Welcome to a discussion of postpartum complications.
Today, we're going to review 11 of the most common complications
that the nurse might note postpartum.
Those complications are subinvolution, uterine inversion, secondary postpartum hemorrhage,
mastitis, urinary retention, urinary tract infection, postpartum depression,
amniotic fluid embolism, deep vein thrombosis, hematoma and finally episiotomy dehiscence.
Are you ready for all of that? Well, ready or not, here we go.
The first complication we'll talk about is subinvolution.
Subinvolution is a condition in which the uterus remains enlarged during the postpartum period.
If you remember during our postpartum assessment lecture,
we talked about that fact that the uterus will go down about a finger's breadth every day.
In subinvolution, this doesn't happen.
So what are the clinical features?
The first one is heavy, prolonged bleeding.
So when we ask about soaking through a pad an hour, this is when that might actually occur.
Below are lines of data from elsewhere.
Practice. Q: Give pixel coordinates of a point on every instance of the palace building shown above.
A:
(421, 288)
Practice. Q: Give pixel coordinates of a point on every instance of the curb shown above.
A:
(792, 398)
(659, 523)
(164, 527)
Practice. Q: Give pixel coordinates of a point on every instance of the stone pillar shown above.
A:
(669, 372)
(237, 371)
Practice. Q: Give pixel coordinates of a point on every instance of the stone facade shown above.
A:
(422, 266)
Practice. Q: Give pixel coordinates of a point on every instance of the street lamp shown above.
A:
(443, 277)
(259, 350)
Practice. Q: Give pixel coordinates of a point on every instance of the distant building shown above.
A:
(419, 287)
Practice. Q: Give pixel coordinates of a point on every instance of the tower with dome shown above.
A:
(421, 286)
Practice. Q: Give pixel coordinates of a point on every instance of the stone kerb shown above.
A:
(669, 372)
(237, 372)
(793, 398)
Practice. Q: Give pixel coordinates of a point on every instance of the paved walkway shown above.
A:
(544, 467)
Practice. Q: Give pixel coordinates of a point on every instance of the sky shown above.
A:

The uterus will not feel like that wonderful, firm tennis ball.
It will feel what we call, boggy, and boggy mean it's soft.
And, finally, that irregular descent of the uterus is the hallmark sign,
so not going down a finger breadth every day.
Thinking about the fact that after two weeks,
the uterus should be completely down inside the pelvis.
If it's not, that's subinvolution.
What are the risk factors for developing subinvolution?
Well, one, is infection.
If the uterus becomes infected because of chorioamnionitis or endometritis after delivery,
then that infection actually will impede the descent of the uterus.
Another thing that will make it very difficult for the uterus to contract
is if there are elements of the pregnancy still left inside,
so retained placental fragment, will also cause subinvolution.
How do we diagnose subinvolution?
We'll we talked about it already, so I'm going to remind you.
We want to measure the descent of the uterus
and it should go down by one finger breadth every day, so if it's not, that's subinvolution.
We also may find that the uterus is extremely tender,
so the uterus has been working really hard to try to contract
and get back to a nonpregnant state, but something is stopping that process,
so it may feel uncomfortable.
Also, if infection is the reason why the subinvolution is occurring,
that will also make it very tender.
So when we say abnormal, what we're specifically meaning is that there's more of it
than it should be, or if the lochia is infected it might have an unusual odor or consistency.
Thinking of what the nurse needs to do for patients experiencing subinvolution.
First of all, because of the possibility of a hemorrhage,
monitoring the uterus and the bleeding is going to be important.
Does it feel boggy? Are we getting lots of lochia when we massage the fundus?
We want to notify the provider, because if it's an infection or the bleeding is excessive,
we may need an order in order to move to the next step.
We want to encourage breastfeeding.
So, every time the fetus and the baby actually suckles the breasts,
then what happens is oxytocin is released.
So, if you remember, oxytocin is something we can give to stimulate contractions.
The body already has it, already inside.
So if the baby suckles, we'll get more oxytocin which will cause uterine stimulation.
We want to encourage frequent urination,
and this actually helps the uterus to have enough space to contract.
A very full, distended uterus will make uterine contractions very difficult.
There may be medications that are ordered to help the uterus contract,
such as oxytocin, and we want to make sure those were administered as schedule.
Sometimes, none of these tactics works
and especially in the case of retained placental fragments,
it's going to be necessary for the provider to actually go in the uterus
and remove those retained parts.
A procedure known as a dilatation and curettage may be done in order to accomplish that.